TLR7 and TLR8 are endosomal pattern recognition receptors that share structural homology [1]. Both receptors are activated by single-stranded RNA (ssRNA) molecules, however, they exhibit different ligand-binding specificities and cellular expression patterns suggesting that they have nonredundant specialized roles.

TLR7 is essentially expressed by plasmacytoid dendritic cells (pDCs) but is also found in B cells and other myeloid cells [2] while TLR8 is highly expressed by myeloid cells and is absent from pDCs and B cells [2]. 

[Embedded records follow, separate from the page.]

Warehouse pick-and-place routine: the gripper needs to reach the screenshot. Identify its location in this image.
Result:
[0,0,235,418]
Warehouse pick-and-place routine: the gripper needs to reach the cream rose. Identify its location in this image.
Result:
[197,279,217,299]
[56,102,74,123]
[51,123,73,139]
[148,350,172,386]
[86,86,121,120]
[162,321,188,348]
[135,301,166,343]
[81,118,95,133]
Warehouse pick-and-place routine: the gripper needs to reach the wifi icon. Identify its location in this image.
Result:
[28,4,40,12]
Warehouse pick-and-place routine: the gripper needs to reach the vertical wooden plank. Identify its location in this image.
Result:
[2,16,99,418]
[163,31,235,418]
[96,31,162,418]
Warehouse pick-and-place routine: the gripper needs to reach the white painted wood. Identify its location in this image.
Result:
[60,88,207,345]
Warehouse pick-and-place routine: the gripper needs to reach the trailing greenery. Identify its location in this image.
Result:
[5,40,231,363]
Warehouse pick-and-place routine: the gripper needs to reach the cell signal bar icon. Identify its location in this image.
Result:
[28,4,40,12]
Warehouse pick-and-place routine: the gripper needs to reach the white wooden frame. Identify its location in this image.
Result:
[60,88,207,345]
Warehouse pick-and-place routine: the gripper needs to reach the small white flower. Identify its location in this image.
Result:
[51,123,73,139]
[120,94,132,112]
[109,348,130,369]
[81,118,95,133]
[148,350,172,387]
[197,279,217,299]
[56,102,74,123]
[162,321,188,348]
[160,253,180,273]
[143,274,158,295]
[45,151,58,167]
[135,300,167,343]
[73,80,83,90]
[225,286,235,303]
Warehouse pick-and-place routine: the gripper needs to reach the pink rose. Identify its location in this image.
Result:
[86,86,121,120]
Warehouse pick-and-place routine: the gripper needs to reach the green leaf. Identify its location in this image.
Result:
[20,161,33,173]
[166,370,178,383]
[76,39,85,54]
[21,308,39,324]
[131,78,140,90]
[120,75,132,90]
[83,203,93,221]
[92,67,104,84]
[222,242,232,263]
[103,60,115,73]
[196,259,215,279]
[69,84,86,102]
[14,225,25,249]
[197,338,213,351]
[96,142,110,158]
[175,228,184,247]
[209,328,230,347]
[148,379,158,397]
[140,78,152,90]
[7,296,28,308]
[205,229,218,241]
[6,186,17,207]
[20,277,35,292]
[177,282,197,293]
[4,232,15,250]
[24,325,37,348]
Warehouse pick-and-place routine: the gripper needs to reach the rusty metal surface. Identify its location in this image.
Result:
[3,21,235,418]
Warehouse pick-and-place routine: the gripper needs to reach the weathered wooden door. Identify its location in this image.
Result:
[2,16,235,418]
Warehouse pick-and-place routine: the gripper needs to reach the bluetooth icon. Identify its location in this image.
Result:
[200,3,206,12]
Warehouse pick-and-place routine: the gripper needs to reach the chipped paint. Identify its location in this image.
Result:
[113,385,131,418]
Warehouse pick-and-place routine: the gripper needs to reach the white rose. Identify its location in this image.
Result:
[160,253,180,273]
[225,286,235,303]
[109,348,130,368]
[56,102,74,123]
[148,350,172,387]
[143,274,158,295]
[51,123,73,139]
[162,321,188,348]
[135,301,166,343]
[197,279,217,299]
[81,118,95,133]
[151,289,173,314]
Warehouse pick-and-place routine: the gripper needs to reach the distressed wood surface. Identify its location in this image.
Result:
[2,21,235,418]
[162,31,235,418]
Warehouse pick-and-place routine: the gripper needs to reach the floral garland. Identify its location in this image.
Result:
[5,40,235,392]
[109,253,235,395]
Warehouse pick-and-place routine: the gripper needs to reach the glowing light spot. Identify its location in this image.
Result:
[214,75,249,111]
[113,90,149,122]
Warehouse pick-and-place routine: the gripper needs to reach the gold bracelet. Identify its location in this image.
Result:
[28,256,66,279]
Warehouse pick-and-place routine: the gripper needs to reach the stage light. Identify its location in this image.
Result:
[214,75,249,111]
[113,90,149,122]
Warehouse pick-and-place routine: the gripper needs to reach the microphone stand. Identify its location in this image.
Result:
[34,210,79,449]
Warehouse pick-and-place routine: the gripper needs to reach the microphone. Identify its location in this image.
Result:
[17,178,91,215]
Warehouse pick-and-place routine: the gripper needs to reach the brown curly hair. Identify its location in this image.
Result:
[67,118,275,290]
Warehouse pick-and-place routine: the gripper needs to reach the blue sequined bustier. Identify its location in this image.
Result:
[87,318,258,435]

The endosomal distribution of TLR7 and TLR8 allows them to scan for the presence of microbial RNA in the phagocytic cargo. Their activation leads to NF-κB-, AP1-, and interferon regulatory factor (IRF)-mediated production of type I interferons (IFN-α/β) and pro-inflammatory cytokines [2].

Structural analyses have revealed that both TLR7 and TLR8 possess two binding sites (designated as Site 1 and Site 2) which do not share the same specificities.

Site 1 is highly conserved between TLR7 and TLR8 and binds nucleosides (guanosine (G) for TLR7 and uridine (U) for TLR8) or base analogs. The ligand preference for TLR7 and TLR8 is thus explained by the presence of specific residues in Site 1. Site 1 occupancy allows receptor dimerization and signaling.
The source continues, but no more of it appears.